После гибели Анджея в армию её не возьмут — есть такое правило, что если остаётся единственный ребёнок, его не призывают. А она спит и видит пойти в армию, причём дразнит меня, говорит, что пойдёт в десант. Она музыкальна, как Метек, у неё хорошая фигура, как у меня была в юности, и красива — неизвестно в кого. Мы с Метеком не были такими красивыми никогда. После гибели Анджея, после смерти Метека я бы сразу же вернулась в Польшу. Но Хана! Она обожает Израиль. Вся здешняя молодёжь обожает свою страну. Она никогда отсюда не уедет. Потом — что ей Польша? Да и какая она католичка? Хотя мне так хотелось сохранить её в нашей вере. Все детство я водила её в церковь, и она охотно ходила, без всякого сопротивления. А потом — как отрезало. Сказала мне, что хочет принять гиюр, то есть стать еврейкой. Она, как дочь христианки, не считается по здешнему закону еврейкой, ей иудаизм надо было принимать.

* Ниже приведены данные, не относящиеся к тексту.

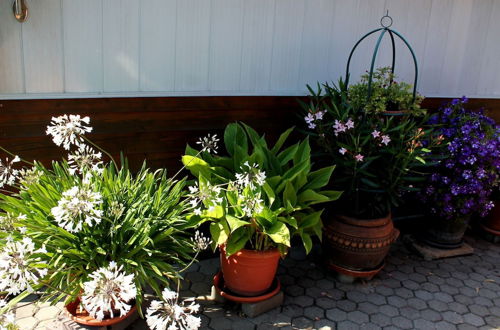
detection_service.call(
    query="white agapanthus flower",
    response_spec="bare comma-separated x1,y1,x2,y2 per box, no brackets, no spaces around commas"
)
51,186,103,233
188,182,222,213
191,230,212,251
196,134,219,154
0,212,26,231
46,115,92,150
19,166,43,188
68,144,103,174
236,161,266,190
240,194,264,217
0,236,47,295
0,299,15,330
82,261,137,320
146,288,201,330
0,156,21,188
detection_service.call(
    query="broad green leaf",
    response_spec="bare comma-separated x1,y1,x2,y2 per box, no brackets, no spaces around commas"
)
210,221,230,248
299,211,323,229
226,215,250,233
283,181,297,207
300,233,312,254
265,222,290,247
304,165,335,190
271,127,294,154
226,227,251,257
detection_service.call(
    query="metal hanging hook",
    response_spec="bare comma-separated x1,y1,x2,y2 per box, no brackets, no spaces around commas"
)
12,0,28,23
380,9,392,28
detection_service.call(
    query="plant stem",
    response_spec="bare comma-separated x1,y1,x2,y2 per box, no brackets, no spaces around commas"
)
0,146,35,166
82,135,118,171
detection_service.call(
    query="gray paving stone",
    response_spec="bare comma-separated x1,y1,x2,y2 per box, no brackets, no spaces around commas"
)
443,311,464,324
370,314,392,327
316,297,337,309
379,305,399,317
292,316,314,329
293,296,314,307
392,316,413,329
326,308,347,322
347,311,370,324
463,313,485,327
420,309,442,322
413,319,436,329
434,292,453,303
337,300,356,312
304,306,325,321
337,321,360,330
358,301,379,315
435,321,457,330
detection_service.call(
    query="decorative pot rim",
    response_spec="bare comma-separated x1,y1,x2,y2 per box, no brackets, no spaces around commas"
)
219,244,281,259
64,298,137,327
213,271,281,303
335,212,392,227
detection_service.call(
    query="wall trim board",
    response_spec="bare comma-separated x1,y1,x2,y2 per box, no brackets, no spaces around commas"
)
0,96,500,169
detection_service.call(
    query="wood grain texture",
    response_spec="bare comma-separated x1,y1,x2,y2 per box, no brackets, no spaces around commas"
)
0,0,500,99
0,1,25,93
22,0,64,93
0,96,494,170
62,0,104,93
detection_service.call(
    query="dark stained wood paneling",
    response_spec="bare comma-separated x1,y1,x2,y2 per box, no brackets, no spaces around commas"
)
0,96,500,169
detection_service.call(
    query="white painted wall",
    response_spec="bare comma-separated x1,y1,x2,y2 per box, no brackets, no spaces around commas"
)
0,0,500,99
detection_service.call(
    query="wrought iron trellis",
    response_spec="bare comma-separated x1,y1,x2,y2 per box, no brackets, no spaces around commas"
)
345,10,418,101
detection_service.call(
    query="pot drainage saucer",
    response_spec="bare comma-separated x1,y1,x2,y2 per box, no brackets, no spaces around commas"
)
214,271,281,303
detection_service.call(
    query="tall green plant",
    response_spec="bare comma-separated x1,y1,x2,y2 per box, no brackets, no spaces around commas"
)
182,123,340,255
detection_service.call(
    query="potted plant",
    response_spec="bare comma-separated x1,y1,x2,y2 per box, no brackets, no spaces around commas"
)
421,97,500,248
183,123,340,296
348,67,424,115
0,115,206,328
302,77,439,278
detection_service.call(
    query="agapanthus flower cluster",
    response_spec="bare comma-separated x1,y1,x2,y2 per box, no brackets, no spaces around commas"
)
146,288,201,330
51,186,103,233
46,115,92,150
304,110,326,129
18,166,43,188
196,134,219,154
68,144,103,174
82,261,137,320
236,161,266,189
0,236,47,295
371,129,391,145
333,118,354,136
0,299,19,330
0,156,21,188
191,230,212,251
422,97,500,219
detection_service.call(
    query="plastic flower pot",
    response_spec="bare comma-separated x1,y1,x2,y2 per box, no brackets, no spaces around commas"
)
65,298,137,327
419,217,470,249
219,245,280,297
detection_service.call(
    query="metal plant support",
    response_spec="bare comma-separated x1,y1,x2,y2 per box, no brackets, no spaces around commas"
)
346,10,418,101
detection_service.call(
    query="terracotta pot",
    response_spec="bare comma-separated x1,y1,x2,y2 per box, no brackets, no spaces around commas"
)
323,215,399,276
65,298,137,327
419,217,469,249
481,201,500,236
220,246,280,297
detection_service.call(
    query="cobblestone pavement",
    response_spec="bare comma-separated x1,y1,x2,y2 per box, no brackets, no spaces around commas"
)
9,235,500,330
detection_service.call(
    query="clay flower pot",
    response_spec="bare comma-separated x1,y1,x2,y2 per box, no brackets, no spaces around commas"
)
481,201,500,237
323,214,399,278
219,245,280,297
65,298,137,327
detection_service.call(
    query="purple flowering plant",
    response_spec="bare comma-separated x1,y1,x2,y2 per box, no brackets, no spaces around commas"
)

«Мне до Бога нет никакого дела, я хочу быть как все», — это она так говорит, потому что она девочка еврейская, израильтянка, мечтает поскорее пойти в армию, взять в руки автомат. Она ходила прежде со мной к здешнему ксёндзу, он тоже из Польши. С самого начала он говорил: человек всюду должен сознательно принимать решение, а особенно здесь, в Израиле. То, что ты её крестила, ничего не значит, пока она не вырастет. Говорил, води её в церковь, пока она маленькая, но в наших сложных условиях надо ждать от человека самостоятельного решения. Он оказался прав: она больше в церковь не ходит. Ясное дело, отрезанный ломоть. Она со мной в Польшу никогда не поедет. А у меня теперь нет никого, кроме неё. Ей семнадцать лет. Я уже мечтала, что она вырастет, выйдет замуж, и я уеду доживать на родину. А теперь, когда я увидела Польшу после стольких лет, поняла, что мне и там будет плохо. Почему так сложилось: нет как будто для меня на земле подходящего места — плохо, очень плохо мне в Израиле, плохо и в Польше. Здесь я всегда устаю от шума, от повышенной экспансивности людей — орут соседи, орут в автобусе, орёт хозяйка в мастерской. Арабская музыка вечно. Мне всё время хочется выключить звук. Здесь слишком яркое солнце, и тоже хочется немного пригасить. Жара меня изнуряет — а в нашем домике летом невыносимо, у меня от жары такое чувство, что кровь спеклась. Подхожу к окну — из окна виден Табор. Гора Преображения. Нет, лучше новостройки Кельце. А теперь, вернувшись из унылого нашего Кельце, поняла, что и там не смогу. Всё, что у меня есть — две могилы на Святой Земле.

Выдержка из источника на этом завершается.